Actually, I've never been in a more eventful race. I think possibly because it was the first time I've ever ran with others. Other than the above mentioned incident, there was a pretty scary fall on a bridge that pierced a runner's lip, some dramatic relay handoffs and plenty more people watching. I didn't see any Team Diabetes runners, but there was a ton of really enthusiastic Team in Training runners that I was really inspired by.

As for the hill of horror? I actually didn't think it was so terrible. It was the most scenic part of the race, so I kind of enjoyed it. And the grim reapers at the top (well, actually they were located a little ways after the top) were really nice. Overall, a great course and a great day for a race.

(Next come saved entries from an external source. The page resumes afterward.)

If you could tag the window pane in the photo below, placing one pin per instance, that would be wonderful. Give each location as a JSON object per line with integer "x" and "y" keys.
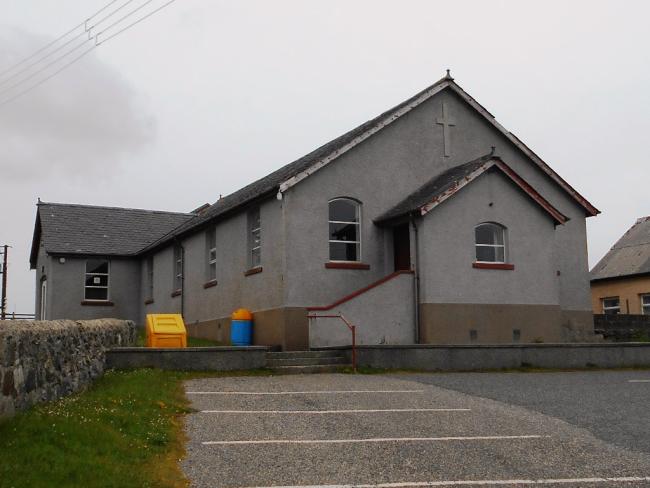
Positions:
{"x": 96, "y": 293}
{"x": 97, "y": 266}
{"x": 344, "y": 211}
{"x": 485, "y": 253}
{"x": 255, "y": 257}
{"x": 340, "y": 251}
{"x": 344, "y": 232}
{"x": 489, "y": 234}
{"x": 96, "y": 280}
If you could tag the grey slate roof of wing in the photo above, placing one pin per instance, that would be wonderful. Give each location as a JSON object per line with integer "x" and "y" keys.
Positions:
{"x": 86, "y": 229}
{"x": 629, "y": 256}
{"x": 433, "y": 188}
{"x": 270, "y": 184}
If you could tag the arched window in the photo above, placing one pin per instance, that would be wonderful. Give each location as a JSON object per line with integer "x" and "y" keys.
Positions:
{"x": 490, "y": 243}
{"x": 345, "y": 230}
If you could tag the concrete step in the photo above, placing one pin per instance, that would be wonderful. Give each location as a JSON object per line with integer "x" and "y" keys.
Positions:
{"x": 321, "y": 368}
{"x": 300, "y": 354}
{"x": 300, "y": 361}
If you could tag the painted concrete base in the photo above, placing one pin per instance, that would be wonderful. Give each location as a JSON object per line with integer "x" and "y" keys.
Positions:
{"x": 188, "y": 359}
{"x": 465, "y": 358}
{"x": 468, "y": 323}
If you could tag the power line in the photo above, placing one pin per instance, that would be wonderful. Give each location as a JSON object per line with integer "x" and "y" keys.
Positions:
{"x": 86, "y": 30}
{"x": 62, "y": 36}
{"x": 74, "y": 60}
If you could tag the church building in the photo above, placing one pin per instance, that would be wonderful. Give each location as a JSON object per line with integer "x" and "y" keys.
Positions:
{"x": 430, "y": 223}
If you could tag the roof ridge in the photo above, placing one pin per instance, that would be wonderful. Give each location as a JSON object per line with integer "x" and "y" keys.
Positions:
{"x": 108, "y": 207}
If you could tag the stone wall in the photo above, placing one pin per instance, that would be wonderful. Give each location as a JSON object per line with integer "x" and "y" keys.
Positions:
{"x": 623, "y": 327}
{"x": 45, "y": 360}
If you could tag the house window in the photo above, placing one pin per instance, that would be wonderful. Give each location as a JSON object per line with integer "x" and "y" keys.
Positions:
{"x": 255, "y": 238}
{"x": 96, "y": 285}
{"x": 211, "y": 254}
{"x": 645, "y": 304}
{"x": 611, "y": 306}
{"x": 345, "y": 230}
{"x": 178, "y": 268}
{"x": 150, "y": 277}
{"x": 490, "y": 243}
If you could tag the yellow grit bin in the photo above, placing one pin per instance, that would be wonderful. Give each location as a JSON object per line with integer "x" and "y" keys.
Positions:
{"x": 166, "y": 330}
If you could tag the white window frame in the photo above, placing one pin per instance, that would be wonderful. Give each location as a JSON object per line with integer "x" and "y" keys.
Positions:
{"x": 150, "y": 277}
{"x": 358, "y": 242}
{"x": 254, "y": 218}
{"x": 617, "y": 307}
{"x": 178, "y": 267}
{"x": 495, "y": 246}
{"x": 108, "y": 281}
{"x": 644, "y": 298}
{"x": 211, "y": 253}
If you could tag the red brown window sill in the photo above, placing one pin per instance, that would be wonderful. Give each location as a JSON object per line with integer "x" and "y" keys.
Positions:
{"x": 97, "y": 303}
{"x": 335, "y": 265}
{"x": 251, "y": 271}
{"x": 505, "y": 266}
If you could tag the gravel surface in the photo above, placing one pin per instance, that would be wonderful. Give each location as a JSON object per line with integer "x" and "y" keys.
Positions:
{"x": 604, "y": 402}
{"x": 555, "y": 449}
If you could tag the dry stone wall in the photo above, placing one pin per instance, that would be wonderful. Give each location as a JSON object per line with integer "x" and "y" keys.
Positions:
{"x": 45, "y": 360}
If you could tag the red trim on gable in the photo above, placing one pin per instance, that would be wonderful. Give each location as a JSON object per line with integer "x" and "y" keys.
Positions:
{"x": 493, "y": 266}
{"x": 361, "y": 291}
{"x": 531, "y": 192}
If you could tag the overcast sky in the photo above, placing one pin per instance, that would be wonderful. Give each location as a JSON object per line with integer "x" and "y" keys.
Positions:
{"x": 206, "y": 96}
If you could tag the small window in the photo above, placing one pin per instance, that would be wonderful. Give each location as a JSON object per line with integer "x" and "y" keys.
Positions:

Unfortunately, not a great knee day. I have no idea what it was, because last weekend I ran 26k with almost no pain whatsoever, but my knee was killing. Then my hip was really aching and grinding. And then, suddenly and inexplicably, my right ankle hurt - overcompensation, perhaps? As much as I loved the day and the race and just being out there, I had to grit my teeth not to cry during the last 5k. I was gasping and taking 10-second walk breaks every 500 metres or so. But I was telling myself, "mind over matter" and "you can do this anyways." I sprinted down the chute across the finish line but I'm pretty sure the official photos will show the tears of pain in my eyes above my victorious smile. (However, how cool that the finish was inside the stadium? I felt like an Olympian!)

I still made my 3:15 time despite my pain, which rocks. Now I'm going to hit the physio HARD until Big Sur.


  1. Just found you're blog. Nice to 'read' another Ontario runner. Congrats on the's an exciting one to do.

  2. Congratulations! Great job...We were sooooo close to one another!!!!! Too bad we didn't see each other :(

  3. great job and nice race report! I try to do the same thing as you, try to find someone who is running about my pace (or maybe a little faster for motivation) and stay with them as long as I can. I even start talking to them most times, haha

    And that is really gross about that woman who had stuff going down her leg, she needed to head to a portopotty to take care of that, that is really gross!

    That is hilarious that a grim reaper was at the top of that hill, great stuff!

    I follow a couple other bloggers who ran the race, not sure if you follow them already:

  4. Great race and report! That lady with the poo is hilarious. I have a friend who typically wishes people luck in races by saying "Don't shit yer pants!" I guess that's why!

  5. What an ... eventful race! That is so gross that the woman didn't stop!! I would have stopped as soon as I felt the first trickle and jetted to the nearest toilet/bush and taken care of business. Horrifying! Nice job though!!